Iran’s fragmented antimicrobial stewardship infrastructure is characterized by inconsistent adherence to national and international prescribing guidelines, a lack of real-time prescription monitoring and feedback systems (especially in outpatient and GP settings), weak implementation of stewardship programs (particularly outside major hospitals), and disruptions in reverse referral systems and primary care coordination, as seen in the 36.1% decline in reverse referrals in Golestan province, which placed additional strain on GPs and likely contributed to overprescribing. In contrast, targeted interventions in the SSO-insured sector, such as direct monitoring and feedback, were associated with more substantial reductions in antibiotic use post-pandemic [
36,
37].
Our findings are in line with several major Iranian studies. Salehi et al. documented widespread antibiotic use in COVID-19 inpatients, with a direct correlation between antibiotic consumption and mortality [
38]. Raoofi et al. reported increased resistance among Gram-negative bacteria during the pandemic, further limiting treatment options [
36]. Hooshmand et al. highlighted excessive antibiotic use and its association with adverse outcomes in hospitalized COVID-19 patients [
27]. Mehrizi et al. identified antibiotics, corticosteroids, and antithrombotics as the most commonly prescribed drugs for COVID-19, with notable temporal trends [
39]. These studies collectively underscore the urgent need for strengthening antimicrobial stewardship programs (especially in outpatient and GP settings), expanding access to rapid diagnostic tests to reduce empirical prescribing, implementing robust, real-time prescription monitoring via national digital health platforms, enhancing prescriber education and feedback mechanisms, and coordinating intersectoral efforts among regulators, insurers, pharmacists, and laboratories to address AMR comprehensively [
40].
Conclusion
Our study reveals a significant and sustained increase in antibiotic prescribing by Iranian general practitioners during and after the COVID-19 pandemic, predominantly driven by broad-spectrum agents such as azithromycin and β-lactams.

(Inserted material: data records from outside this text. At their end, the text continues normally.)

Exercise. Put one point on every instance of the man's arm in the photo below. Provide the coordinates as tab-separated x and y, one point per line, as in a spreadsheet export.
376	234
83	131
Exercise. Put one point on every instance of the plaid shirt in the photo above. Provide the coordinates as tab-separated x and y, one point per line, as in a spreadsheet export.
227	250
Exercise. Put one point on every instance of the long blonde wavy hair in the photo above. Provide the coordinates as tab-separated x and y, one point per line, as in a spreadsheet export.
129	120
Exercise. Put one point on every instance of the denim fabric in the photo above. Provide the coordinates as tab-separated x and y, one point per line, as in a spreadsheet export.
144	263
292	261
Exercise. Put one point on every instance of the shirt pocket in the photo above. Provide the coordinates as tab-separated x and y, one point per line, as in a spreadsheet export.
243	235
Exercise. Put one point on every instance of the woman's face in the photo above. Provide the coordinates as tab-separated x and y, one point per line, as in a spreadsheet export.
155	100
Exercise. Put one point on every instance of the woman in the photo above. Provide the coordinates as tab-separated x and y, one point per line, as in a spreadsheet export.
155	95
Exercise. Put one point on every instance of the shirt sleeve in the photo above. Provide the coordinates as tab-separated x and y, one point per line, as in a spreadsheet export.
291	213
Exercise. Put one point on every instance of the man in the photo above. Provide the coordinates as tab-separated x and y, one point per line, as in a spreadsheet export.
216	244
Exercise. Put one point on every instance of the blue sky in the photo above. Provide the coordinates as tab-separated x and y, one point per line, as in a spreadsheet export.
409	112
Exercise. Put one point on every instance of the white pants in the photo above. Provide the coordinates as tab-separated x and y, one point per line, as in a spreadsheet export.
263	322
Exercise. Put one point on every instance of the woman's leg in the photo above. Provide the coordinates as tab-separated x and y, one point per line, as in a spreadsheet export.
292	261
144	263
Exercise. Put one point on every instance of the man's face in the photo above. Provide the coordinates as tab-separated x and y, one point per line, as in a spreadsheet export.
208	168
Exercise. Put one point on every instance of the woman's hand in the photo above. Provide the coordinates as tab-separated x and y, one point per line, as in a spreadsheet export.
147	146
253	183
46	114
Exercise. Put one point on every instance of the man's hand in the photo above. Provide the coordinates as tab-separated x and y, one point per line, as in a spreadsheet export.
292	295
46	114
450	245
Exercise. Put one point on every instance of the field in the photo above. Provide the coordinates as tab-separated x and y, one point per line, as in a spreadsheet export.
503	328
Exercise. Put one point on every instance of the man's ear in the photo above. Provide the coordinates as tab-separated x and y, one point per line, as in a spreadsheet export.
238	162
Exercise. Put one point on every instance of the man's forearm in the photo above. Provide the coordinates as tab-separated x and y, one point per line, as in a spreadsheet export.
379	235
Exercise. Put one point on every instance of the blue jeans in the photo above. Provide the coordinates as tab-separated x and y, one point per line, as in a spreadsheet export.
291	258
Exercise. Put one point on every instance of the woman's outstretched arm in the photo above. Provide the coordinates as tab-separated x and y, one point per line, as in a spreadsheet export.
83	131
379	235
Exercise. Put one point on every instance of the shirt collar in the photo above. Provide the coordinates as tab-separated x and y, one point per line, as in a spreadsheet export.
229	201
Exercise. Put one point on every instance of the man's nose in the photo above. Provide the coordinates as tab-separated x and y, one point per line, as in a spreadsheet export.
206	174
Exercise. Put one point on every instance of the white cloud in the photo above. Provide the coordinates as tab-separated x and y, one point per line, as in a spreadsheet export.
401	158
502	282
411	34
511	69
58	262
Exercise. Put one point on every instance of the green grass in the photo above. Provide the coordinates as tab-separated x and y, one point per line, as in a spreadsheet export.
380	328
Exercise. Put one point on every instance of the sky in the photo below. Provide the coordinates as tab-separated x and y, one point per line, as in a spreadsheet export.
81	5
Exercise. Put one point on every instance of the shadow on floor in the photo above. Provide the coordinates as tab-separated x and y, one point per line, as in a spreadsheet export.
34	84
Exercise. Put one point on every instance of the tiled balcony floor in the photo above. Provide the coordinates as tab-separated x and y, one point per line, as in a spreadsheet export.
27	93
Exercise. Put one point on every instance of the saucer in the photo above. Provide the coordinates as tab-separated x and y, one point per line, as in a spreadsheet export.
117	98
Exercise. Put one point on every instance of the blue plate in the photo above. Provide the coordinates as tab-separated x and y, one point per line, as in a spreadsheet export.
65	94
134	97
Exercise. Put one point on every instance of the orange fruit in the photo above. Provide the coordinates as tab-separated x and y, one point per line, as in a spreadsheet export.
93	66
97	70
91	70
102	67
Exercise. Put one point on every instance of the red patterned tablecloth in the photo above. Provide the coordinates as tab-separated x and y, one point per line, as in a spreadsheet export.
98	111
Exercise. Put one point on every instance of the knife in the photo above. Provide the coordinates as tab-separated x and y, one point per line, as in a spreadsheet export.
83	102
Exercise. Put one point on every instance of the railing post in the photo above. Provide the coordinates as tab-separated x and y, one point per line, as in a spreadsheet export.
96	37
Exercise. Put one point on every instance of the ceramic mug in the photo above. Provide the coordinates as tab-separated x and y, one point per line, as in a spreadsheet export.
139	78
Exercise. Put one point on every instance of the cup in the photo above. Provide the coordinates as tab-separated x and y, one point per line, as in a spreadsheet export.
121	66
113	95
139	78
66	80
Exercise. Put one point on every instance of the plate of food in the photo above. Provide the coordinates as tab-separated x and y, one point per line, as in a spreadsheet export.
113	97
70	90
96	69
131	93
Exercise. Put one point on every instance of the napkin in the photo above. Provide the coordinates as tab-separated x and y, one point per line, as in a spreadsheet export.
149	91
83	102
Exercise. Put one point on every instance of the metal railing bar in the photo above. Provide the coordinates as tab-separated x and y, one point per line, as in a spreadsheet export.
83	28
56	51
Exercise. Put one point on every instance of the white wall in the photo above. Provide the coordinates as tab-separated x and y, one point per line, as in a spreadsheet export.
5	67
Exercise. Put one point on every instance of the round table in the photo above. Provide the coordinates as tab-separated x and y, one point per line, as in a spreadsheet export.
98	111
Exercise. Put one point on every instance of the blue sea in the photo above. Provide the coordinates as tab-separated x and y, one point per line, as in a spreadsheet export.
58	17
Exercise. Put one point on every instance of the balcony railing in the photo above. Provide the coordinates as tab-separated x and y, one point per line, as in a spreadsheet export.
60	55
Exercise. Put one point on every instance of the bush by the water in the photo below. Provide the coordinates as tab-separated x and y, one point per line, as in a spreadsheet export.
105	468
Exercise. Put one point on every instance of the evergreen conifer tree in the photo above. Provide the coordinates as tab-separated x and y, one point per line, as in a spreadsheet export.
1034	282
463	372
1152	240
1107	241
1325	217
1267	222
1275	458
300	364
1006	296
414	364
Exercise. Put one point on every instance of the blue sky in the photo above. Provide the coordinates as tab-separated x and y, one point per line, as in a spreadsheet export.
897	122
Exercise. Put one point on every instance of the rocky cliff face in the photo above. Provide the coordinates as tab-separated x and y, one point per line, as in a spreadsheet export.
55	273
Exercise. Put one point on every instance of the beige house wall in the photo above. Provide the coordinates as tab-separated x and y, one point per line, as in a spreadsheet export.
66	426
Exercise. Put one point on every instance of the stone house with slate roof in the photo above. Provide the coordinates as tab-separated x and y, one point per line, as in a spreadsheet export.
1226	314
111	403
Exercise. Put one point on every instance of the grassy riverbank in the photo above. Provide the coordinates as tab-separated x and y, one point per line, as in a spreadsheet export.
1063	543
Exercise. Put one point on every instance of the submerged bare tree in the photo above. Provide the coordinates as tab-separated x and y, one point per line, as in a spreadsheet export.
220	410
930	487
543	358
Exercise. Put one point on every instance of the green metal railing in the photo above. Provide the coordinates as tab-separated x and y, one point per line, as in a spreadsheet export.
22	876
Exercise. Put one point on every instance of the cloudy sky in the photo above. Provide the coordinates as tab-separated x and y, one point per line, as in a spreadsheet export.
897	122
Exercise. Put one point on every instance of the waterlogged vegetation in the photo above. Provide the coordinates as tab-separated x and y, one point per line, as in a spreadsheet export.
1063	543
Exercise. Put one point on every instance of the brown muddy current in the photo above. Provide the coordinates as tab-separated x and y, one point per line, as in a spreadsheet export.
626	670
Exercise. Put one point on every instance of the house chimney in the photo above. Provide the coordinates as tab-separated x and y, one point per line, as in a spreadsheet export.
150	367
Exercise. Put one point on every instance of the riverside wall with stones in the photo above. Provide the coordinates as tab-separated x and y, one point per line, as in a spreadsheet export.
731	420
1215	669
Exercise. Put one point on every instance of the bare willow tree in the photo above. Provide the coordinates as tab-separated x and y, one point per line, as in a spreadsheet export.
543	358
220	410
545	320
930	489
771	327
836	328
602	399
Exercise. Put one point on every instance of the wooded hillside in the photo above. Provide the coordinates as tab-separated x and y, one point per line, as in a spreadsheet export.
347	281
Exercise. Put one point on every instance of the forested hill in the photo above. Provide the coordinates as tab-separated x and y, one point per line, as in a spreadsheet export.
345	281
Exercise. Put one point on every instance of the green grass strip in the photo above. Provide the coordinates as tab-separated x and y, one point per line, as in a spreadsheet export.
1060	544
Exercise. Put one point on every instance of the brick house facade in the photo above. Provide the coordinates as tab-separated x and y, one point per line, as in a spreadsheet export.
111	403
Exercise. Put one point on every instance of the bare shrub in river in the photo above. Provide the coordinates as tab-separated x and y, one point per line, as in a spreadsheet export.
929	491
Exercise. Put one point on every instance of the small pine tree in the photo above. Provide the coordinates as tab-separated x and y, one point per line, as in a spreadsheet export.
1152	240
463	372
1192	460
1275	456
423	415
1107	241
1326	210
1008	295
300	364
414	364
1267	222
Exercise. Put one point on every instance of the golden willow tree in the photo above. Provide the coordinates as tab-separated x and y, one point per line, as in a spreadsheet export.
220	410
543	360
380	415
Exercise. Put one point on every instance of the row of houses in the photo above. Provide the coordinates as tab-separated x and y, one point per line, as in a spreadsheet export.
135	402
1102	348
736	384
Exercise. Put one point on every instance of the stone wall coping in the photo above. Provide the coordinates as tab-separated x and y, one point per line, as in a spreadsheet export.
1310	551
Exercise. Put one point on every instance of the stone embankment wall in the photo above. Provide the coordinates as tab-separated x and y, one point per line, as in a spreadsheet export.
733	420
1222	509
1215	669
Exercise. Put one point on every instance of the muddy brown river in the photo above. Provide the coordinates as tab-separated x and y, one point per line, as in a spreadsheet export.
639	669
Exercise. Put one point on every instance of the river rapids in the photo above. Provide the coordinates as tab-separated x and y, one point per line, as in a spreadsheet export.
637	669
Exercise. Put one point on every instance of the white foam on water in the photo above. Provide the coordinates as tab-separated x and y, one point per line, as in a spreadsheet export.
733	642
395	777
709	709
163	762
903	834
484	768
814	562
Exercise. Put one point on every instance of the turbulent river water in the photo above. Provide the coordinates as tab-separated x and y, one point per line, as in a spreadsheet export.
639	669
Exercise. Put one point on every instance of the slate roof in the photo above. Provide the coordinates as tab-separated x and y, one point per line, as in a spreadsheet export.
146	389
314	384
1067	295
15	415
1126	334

This trend, coupled with Iran’s existing challenges in antimicrobial stewardship and diagnostic limitations, threatens to accelerate antimicrobial resistance nationally. The findings highlight urgent needs for strengthening stewardship programs targeted specifically at outpatient and primary care settings, expanding access to rapid diagnostic testing, and implementing national prescription monitoring systems. Collaborative efforts among policymakers, healthcare providers, insurers, pharmacists, and laboratories will be essential to curb unnecessary antibiotic use and protect public health. Future research and policy must prioritize evidence-based prescribing interventions and real-time surveillance to ensure post-pandemic recovery does not come at the cost of escalating antimicrobial resistance.
Limitations
Our analysis, like most national studies, is constrained by the lack of detailed patient-level outcomes (e.g., treatment success, AMR emergence). Data entry inconsistencies in the hospital information system (HIS) may affect the accuracy of prescription records. While the single-center design enhances internal validity by controlling for institutional confounding factors, and the clinic’s ~ 7% share of national GP prescriptions supports its representativeness for public primary care, the findings may not be fully generalizable to all Iranian GPs, particularly those in private practice or rural settings with different formularies and patient populations. The short post-pandemic observation period also limits the temporal stability of the findings.